Summary

This Recommendation is intended for designers, implementers and managers of distributed systems, and tool developers that provide tools to support distributed systems.

This Recommendation specifies the ITU Extended Object Definition Language (ITU-eODL). ITU-eODL is used for a component-oriented development of distributed systems from the perspectives of four different but related views: the computational, implementation, deployment, and target environment view. Each view is connected with a specific modelling goal expressed by dedicated abstraction concepts. Computational object types with (operational, stream, signal) interfaces and ports are the main computational view concepts which describe distributed software components abstractly in terms of their potential interfaces. Artefacts as abstractions of concrete programming language contexts and their relations to interfaces form the implementation view. The deployment view describes software entities (software components) in binary representation and the computational entities realized by them. The target environment view provides modelling concepts of  a physical network onto which the deployment of the software components shall be made.
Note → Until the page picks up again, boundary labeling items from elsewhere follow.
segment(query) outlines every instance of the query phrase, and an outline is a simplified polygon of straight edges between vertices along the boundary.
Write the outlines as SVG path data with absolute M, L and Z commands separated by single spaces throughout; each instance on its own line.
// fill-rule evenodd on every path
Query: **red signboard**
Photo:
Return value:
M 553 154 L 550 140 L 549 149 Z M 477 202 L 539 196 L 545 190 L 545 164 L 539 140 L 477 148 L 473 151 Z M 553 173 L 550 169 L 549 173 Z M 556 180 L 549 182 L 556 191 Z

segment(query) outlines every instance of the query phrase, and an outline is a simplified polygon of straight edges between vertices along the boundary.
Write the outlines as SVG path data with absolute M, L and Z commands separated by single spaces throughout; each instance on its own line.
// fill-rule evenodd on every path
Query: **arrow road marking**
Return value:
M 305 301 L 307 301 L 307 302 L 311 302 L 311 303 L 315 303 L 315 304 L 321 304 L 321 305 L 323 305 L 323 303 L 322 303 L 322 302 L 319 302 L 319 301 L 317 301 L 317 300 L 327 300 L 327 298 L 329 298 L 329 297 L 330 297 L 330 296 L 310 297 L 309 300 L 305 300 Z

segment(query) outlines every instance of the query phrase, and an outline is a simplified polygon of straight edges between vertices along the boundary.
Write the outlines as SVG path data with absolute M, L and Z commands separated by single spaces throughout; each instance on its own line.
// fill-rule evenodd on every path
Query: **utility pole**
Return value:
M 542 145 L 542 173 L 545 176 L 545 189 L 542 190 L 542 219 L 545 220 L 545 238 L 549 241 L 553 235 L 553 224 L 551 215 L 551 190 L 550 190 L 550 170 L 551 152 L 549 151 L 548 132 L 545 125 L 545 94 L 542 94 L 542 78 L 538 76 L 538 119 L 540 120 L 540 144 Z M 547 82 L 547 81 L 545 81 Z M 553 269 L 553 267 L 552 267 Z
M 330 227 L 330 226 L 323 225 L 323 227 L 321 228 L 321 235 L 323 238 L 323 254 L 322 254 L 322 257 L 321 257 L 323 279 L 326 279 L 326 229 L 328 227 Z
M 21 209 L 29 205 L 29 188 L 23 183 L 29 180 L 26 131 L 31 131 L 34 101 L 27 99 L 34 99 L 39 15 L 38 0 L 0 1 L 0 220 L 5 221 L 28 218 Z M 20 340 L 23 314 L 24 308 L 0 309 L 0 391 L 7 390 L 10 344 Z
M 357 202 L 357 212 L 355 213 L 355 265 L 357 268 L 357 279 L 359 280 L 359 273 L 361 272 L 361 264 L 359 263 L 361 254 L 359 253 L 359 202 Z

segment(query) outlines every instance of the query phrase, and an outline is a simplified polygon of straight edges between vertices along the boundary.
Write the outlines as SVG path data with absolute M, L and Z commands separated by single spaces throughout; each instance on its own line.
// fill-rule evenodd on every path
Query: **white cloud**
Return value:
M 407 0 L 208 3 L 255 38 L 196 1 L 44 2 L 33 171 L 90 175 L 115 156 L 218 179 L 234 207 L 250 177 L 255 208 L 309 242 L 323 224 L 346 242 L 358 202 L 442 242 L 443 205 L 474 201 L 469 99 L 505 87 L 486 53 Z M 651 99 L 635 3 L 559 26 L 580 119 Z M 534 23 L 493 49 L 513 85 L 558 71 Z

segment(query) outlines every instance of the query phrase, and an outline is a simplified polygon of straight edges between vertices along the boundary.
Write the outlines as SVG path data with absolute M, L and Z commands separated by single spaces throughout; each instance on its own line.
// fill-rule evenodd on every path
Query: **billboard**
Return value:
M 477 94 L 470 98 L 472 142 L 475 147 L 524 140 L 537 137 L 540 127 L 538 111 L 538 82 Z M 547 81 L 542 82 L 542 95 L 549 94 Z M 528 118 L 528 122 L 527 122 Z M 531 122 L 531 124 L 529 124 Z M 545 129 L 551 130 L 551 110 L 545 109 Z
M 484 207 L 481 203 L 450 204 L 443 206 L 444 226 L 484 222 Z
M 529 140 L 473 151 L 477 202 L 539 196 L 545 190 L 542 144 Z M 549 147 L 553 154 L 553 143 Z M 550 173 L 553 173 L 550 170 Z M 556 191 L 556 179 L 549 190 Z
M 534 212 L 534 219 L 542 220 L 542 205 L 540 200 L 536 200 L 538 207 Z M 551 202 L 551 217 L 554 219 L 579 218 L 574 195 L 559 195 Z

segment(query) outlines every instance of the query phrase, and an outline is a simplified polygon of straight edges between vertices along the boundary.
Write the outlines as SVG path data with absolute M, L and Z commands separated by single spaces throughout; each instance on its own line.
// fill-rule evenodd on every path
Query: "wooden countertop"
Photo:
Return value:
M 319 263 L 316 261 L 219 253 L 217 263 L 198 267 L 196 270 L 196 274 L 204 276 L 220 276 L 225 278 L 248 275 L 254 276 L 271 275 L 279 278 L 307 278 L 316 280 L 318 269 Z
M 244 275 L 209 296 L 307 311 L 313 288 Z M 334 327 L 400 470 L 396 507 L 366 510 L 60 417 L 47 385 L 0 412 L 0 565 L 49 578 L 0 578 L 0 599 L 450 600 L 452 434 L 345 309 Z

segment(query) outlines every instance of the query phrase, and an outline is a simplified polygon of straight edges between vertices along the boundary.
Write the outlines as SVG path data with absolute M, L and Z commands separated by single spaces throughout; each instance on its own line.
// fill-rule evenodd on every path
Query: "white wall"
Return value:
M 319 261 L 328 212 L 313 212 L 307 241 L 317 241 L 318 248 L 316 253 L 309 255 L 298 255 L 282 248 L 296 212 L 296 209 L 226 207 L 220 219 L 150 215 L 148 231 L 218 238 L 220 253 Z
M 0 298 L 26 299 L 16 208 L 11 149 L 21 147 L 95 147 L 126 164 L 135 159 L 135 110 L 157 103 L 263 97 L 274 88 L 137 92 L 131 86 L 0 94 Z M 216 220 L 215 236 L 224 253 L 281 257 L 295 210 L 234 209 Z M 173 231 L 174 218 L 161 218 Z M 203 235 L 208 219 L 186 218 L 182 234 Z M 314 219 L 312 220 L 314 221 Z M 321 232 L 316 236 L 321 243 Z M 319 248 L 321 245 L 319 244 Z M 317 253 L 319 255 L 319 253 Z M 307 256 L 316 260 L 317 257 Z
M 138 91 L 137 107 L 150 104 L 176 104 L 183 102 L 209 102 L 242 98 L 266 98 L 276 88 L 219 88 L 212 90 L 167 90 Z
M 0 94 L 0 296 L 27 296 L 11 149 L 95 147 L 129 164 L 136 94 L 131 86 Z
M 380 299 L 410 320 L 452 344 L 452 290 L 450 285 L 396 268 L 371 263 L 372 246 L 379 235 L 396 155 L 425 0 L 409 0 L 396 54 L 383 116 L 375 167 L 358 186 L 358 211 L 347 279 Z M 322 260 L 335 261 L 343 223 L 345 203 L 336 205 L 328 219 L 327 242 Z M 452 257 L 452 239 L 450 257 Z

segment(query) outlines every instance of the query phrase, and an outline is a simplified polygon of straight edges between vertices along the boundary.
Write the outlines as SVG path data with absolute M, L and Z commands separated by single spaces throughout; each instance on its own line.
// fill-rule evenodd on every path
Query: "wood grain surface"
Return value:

All concepts of the views are related to each other. These relations form an essential base for techniques and tools that support the software development process from design via implementation and integration to deployment. The test phase is not yet captured by this Recommendation.

ITU-eODL is an extension of the ITU Object Definition Language ITU-ODL [1] and supersedes it. Originally ITU-ODL was designed as an extension of ODP-IDL [9] and defined computational concepts based on ODP [2], [3] terminology. eODL follows this principle. However, definitions are based on a metamodel rather than the traditional abstract syntax approach. One advantage of the metamodel approach is to allow use of MOF [4] related tools to support the automation of model transitions between the different software development phases. Another benefit is the ability to instantiate concrete models from the metamodel, which can be represented by existing languages, so an integration of different design approaches can be achieved.

The readers of this Recommendation are expected to be familiar with IDL [5], UML [11], MOF.

The definition of eODL is supported by the following annexes and appendices:

•            Annex A introduces a textual syntax for eODL, intended to be used for the representation of eODL specifications. The syntax is defined using the EBNF style.

•            Annex B defines the mapping between the eODL metamodel and the textual syntax defined in Annex A.

•            Annex C provides a mapping from eODL to ITU SDL-2000 that allows an eODL model to be automatically transformed to a SDL-2000 model.

•            Annex D contains a software reference to the XML representation [12] of the eODL metamodel according to the XML meta interchange format (XMI) [6]. It is provided in a separate file in order to allow import and processing of the eODL metamodel by UML tools.

•            Clause 1 provides an overview of how eODL is used by designers, implementers and managers of a distributed system. A concrete example of the use is given in Appendix I.

•            Appendix II describes the overall development process when using eODL and possible tool support.